La « solution » de Pinochet

Mardi 29 mai 2007, par Tony KARON

Il y a quelque chose de trompeur et de paresseux dans les compte-rendus des médias qui prétendent décrire les combats inter-palestiniens à Gaza comme le résultat de frictions entre le Hamas et les forces du Fatah ou le personnel de sécurité « fidèle » au Président Mahmoud Abbas.

Cette description suggère d’une façon ou d’une autre que cette guerre civile catastrophique qui a tué plus de 25 Palestiniens depuis dimanche est une démonstration de force entre Abbas et la direction du Hamas - ce qui n’est tout simplement pas vrai même si cette démonstration répond parfaitement aux vœux de ceux qui dirigent la politique américaine au Moyen Orient.

Les hommes armés du Fatah qui sont à l’origine d’après ce que l’on dit, de la remise en cause de l’unité du gouvernement national et qui ont provoqué le dernier combat peuvent juger leur fidélité au Président Abbas, mais ce n’est pas de lui qu’ils reçoivent leurs ordres. Le chef à qui ils obéissent est Mohamed Dahlan, le seigneur de guerre de Gaza qui a longtemps été le favori sanctifié de Washington pour jouer le rôle d’un Pinochet palestinien. Alors qu’il est en principe le subalterne de Abbas et qu’il est censé être son conseiller de Sécurité Nationale, personne ne croit qu’il obéit à Abbas. En fait, on dit que contrarié par la décision du président palestinien d’adhérer à un gouvernement d’unité avec le Hamas, Washington a fait pression pour appointer Dahlan en tant que conseiller.
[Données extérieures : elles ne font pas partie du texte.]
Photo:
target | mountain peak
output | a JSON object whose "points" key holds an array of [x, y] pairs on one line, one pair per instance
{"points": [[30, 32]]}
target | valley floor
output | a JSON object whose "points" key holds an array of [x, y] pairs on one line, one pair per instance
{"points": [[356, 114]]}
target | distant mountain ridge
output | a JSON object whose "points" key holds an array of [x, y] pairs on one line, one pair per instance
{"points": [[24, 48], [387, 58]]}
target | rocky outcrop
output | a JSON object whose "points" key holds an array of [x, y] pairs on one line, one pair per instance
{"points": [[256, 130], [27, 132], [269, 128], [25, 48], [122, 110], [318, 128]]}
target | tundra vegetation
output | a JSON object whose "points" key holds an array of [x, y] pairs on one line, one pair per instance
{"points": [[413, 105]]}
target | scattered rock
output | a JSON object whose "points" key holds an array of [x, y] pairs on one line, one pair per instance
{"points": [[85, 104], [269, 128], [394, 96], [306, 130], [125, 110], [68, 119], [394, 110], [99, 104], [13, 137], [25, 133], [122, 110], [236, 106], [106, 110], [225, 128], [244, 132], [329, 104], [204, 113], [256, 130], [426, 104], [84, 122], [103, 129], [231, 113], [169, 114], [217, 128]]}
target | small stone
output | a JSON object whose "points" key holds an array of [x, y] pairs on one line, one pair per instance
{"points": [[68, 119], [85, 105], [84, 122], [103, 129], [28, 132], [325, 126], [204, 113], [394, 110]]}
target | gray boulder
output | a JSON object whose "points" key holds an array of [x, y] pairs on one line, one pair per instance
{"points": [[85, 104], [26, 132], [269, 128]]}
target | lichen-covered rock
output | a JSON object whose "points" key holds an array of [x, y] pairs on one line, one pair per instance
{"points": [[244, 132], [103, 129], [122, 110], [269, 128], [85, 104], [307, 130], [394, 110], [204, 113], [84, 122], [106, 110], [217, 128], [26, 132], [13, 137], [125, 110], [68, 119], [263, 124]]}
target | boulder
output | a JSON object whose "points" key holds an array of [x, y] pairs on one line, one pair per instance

Si Dahlan devait prendre ses ordres de quelqu’un, ce n’est certainement pas de Abbas qu’il le ferait. Abbas a depuis longtemps reconnu la légitimité et la popularité démocratiques du Hamas, et admis le fait qu’aucun processus de paix n’est possible sans donner aux Islamistes la place qui leur revient dans les structures politiques palestiniennes.

Il a toujours favorisé la négociation et la coopération avec le Hamas au grand dépit de l’administration Bush mais également des seigneurs de guerre du Fatah dont la clientélisme a été menacé par la victoire du Hamas. Il a vu le bien fondé d’un gouvernement d’unité nationale proposé par les Saoudiens contrairement aux américains. En effet, comme le souligne l’indispensable rapport de Robert Malley et Hussein Agha, rien n’a autant nui à la position politique d’Abbas que les efforts malvenus de Washington pour grandir sa position dans l’espoir de miner le gouvernement élu de Hamas.

Il n’est pas inutile de souligner que seule une Administration inconsciente de son incapacité à plier à nouveau les réalités politiques arabes à ses propres fantasmes mais disons-le franchement, une Administration qui méprise la société et la démocratie arabe en mettant en avant des slogans vides de sens, est susceptible d’imaginer qu’à force d’affamer, de combattre et de manipuler les Palestiniens, elle pourrait les amener à choisir les vues de ses politiciens.

C’est exactement ce que les États-Unis ont essayé de faire depuis que Hamas a gagné la dernière élection palestinienne, imposant un blockus financier et économique à une population déjà affligée d’une part et déversant argent et armes sur les forces sous contrôle de Dahlan mais conditionnant son aide à Abbas en fonction de ce qu’il peut gagner auprès des électeurs palestiniens d’autre part. Et comme je le disais, leur mépris pour l’intelligence arabe ne connaît aucune limite.

Mais tandis que le malchanceux Abbas n’est plus qu’un passager rechignant sur la barque américaine - et, je crois toujours, regrettant son exil doré à Qatar, il n’ y a pas si longtemps- Mohamed Dahlan est l’homme providence pour les américains, le seigneur de guerre qui commande les troupes et qui a trempé dans les combats contre les hommes du Hamas depuis qu’ils ont eu la témérité de combattre son organisation devant chez lui.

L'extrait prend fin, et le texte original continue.